Interaction Effects:
\(H_o:(αβ)_{ik}=0\)
\(H_a:(αβ)_{ik}>0\)
\(\alpha=0.01\)
Test Statistics:
\(F−value=0.181\)
\(p−value=0945068\)
Decision on \(H_o\):
We fail to reject the null, since pvalue=0.945068>0.01=\(\alpha\).
Conclusion:
There is no interaction between the Fat Percentage and Cooking Method.

Fat Percentage Effects:
\(H_o:α_i=0\)
\(H_a:α_i>0\)
\(\alpha=0.01\)
Test Statistics:
\(F−value=31.822\)
\(p−value=0.000639\)
Decision on \(H_o\):
We reject the null, since pval<significance level.
Conclusion:
There is a significant effect on Fat percentage.

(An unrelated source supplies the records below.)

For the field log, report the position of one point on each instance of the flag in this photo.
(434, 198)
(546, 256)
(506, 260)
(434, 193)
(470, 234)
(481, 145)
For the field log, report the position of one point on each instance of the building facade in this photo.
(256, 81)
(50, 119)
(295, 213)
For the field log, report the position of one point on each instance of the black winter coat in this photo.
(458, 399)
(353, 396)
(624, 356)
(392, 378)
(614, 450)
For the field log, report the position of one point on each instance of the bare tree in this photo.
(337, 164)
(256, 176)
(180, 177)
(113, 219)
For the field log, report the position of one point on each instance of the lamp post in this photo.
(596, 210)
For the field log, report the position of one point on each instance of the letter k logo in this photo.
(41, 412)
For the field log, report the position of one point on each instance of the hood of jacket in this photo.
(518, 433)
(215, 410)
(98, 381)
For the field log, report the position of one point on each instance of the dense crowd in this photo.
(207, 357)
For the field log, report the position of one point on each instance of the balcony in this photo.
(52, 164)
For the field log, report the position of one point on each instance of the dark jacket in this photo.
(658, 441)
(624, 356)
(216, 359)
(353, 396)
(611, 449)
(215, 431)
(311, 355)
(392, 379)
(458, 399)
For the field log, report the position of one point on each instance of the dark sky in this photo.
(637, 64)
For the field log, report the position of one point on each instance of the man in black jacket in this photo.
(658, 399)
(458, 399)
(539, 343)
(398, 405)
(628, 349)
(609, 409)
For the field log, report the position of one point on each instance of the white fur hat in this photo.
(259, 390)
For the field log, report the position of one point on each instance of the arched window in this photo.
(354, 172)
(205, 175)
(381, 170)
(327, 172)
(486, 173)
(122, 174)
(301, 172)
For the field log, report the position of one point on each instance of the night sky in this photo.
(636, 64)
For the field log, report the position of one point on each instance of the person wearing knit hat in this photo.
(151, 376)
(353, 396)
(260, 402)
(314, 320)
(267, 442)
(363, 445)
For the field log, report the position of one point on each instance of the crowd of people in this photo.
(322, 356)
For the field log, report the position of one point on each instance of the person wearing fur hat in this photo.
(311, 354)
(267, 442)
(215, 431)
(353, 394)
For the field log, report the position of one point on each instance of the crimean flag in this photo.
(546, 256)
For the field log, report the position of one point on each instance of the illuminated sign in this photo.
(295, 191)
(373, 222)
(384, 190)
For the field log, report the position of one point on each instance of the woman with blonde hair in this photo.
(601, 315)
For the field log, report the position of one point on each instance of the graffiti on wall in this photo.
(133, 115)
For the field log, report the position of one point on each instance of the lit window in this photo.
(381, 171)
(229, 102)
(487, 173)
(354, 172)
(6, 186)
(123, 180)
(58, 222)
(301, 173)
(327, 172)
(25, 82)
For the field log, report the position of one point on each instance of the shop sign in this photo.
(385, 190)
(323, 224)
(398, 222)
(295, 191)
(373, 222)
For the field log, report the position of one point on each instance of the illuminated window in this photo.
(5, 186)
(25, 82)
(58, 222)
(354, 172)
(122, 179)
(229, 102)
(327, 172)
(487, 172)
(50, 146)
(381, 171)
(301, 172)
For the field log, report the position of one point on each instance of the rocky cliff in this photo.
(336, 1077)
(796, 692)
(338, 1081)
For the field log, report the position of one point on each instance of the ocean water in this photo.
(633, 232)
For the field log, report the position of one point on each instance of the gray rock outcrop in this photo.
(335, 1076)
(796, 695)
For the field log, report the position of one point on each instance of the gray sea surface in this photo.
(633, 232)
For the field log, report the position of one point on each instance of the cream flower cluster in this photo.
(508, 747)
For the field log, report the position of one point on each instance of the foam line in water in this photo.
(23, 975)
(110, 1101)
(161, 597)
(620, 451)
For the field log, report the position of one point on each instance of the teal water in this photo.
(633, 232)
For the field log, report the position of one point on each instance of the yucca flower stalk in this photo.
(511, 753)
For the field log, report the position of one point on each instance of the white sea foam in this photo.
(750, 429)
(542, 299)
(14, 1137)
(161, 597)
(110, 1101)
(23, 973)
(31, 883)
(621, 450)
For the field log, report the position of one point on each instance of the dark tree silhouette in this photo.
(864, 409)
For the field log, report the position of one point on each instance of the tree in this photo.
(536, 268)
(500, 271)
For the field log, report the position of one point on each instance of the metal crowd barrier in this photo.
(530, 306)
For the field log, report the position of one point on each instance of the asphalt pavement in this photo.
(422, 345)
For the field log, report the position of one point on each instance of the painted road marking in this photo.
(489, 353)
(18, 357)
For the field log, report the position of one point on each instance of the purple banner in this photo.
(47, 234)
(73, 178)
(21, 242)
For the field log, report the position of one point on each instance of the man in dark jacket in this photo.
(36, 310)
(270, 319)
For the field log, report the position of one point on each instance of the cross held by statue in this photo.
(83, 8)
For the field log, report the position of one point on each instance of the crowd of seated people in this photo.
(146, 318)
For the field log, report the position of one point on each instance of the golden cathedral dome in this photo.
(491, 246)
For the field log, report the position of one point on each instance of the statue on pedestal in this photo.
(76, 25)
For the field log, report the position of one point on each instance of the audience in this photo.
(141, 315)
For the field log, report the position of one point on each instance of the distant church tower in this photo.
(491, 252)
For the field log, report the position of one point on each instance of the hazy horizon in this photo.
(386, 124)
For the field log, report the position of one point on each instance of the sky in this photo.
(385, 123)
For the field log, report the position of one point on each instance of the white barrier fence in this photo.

Post hoc on Fat Percentage means:

Fat Percentage Mean
20% \(86.083^a\)
15% \(79.167^b\)
10% \(74.583^b\)

Cooking Method Effects:
\(H_o:β_k=0\)
\(H_a:β_k>0\)
\(\alpha=0.01\)
Test Statistics:
\(F−value=27.077\)
\(p−value<0.001\)
Decision on Ho:
We reject the null, since pvalue<significance level.
Conclusion:
There is a significant difference on the cooking method.

post hoc on Cooking Method Effect:

Cooking Method Mean
Fry \(83.75^a\)
Bake \(80.167^b\)
Boil \(75.917^c\)
  1. Test at the 1% level of significance if there are significant taster-to-taster differences.